ID treatment in children: Slow to evolve, impossible to ignore

The pediatric population is one that relies primarily on adults for health advocacy and care, and as such, their protection and medical treatment is an ethical as well as a scientific mandate. Yet despite global improvements in research and disease control, the risk, burden and mortality associated with pediatric infectious diseases remain considerable. “Diseases of poverty,” such as tuberculosis, malaria and HIV/AIDS, continue to take a toll on children in the world’s poorest countries.

Even in the face of these worrisome realities, there is a distinct lack of pediatric infectious disease clinical trials and a commensurately slow rate of new pediatric drugs in development. Some of this is due to the challenge of designing clinical trials to address the changing dosages and modalities unique to the pediatric population.

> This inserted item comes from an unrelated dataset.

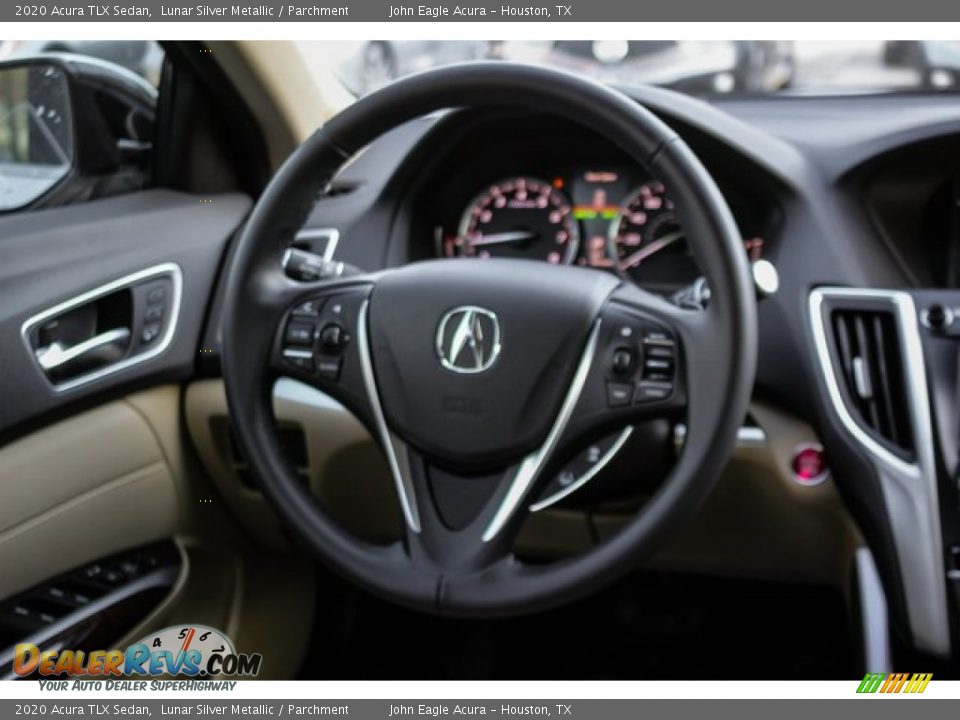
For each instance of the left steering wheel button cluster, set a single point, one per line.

However, according to some experts, at least part of the explanation for the delay in bringing new treatments to market lies in a lack of profitability.

Source: Brian Strickland/UNC

“Our market-based system of pharmaceutical development is constantly looking either for ‘blockbuster’ drugs for chronic illness that people can take for years, or ultra-niche, super-expensive drugs for cancer and heart disease,” Ravi Jhaveri, MD, professor of pediatrics in the division of infectious diseases at the University of North Carolina School of Medicine, told Infectious Diseases in Children. “Pediatric infectious disease is a small market in most cases, so development is a challenge.”

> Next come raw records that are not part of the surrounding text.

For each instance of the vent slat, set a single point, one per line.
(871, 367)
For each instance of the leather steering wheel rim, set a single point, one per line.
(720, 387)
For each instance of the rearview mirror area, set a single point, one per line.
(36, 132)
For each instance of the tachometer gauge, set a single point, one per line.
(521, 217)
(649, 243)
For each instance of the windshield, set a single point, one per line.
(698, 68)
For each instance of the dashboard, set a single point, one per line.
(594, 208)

Infectious Diseases in Children spoke with numerous experts about the burden of infectious diseases that children continue to bear and the challenges of developing desperately needed therapies for this vulnerable patient population.

‘Not all shapes and sizes are the same’

Although there are numerous infections that pose a danger to children, some are particularly devastating at certain ages, according to Sharon Nachman, MD, professor and chief of the division of pediatric infectious diseases and director of the office of clinical trials at Stony Brook University School of Medicine.

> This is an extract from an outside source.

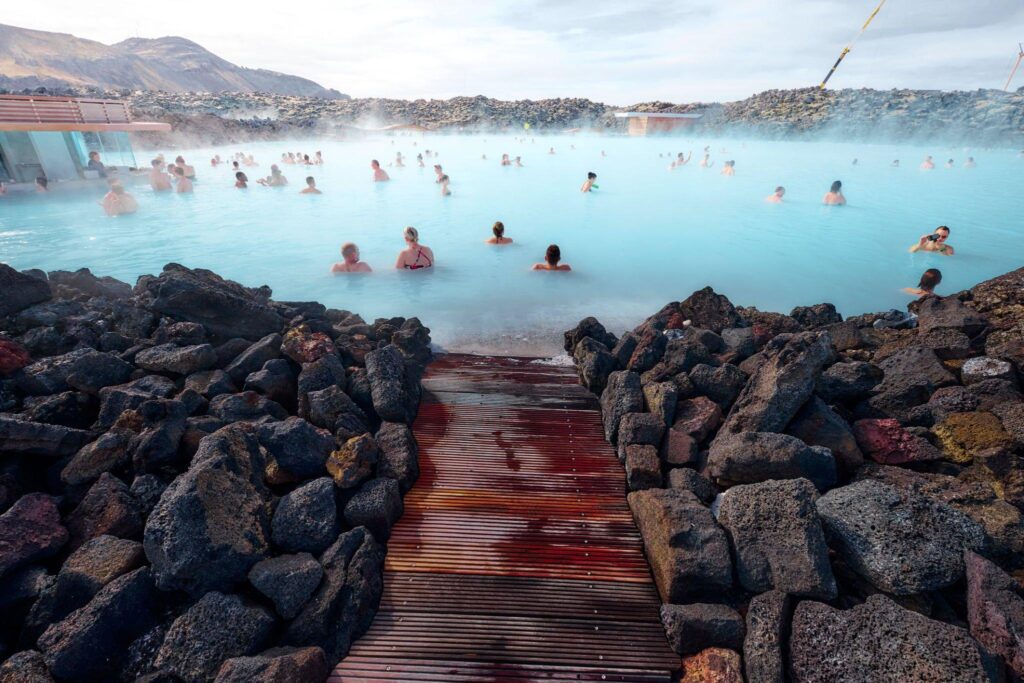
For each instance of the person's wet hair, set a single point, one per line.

“When we talk about the high-risk diseases in children, not all shapes and sizes are the same,” Nachman said. “It depends on the age of the child. If a 6-year-old gets [respiratory syncytial virus, or RSV], it’s usually a runny nose, cough, cold — no big deal. But a 4-month-old who gets RSV is often much sicker and will end up in the hospital.”

When a child is born, they are endangered by a very small, focused group of pathogens, Nachman said. Some neonates may be exposed to group B streptococcus, which is found in the vagina or rectum of approximately 25% of all pregnant women. Group B streptococcal infection can cause sepsis, pneumonia or meningitis in infants.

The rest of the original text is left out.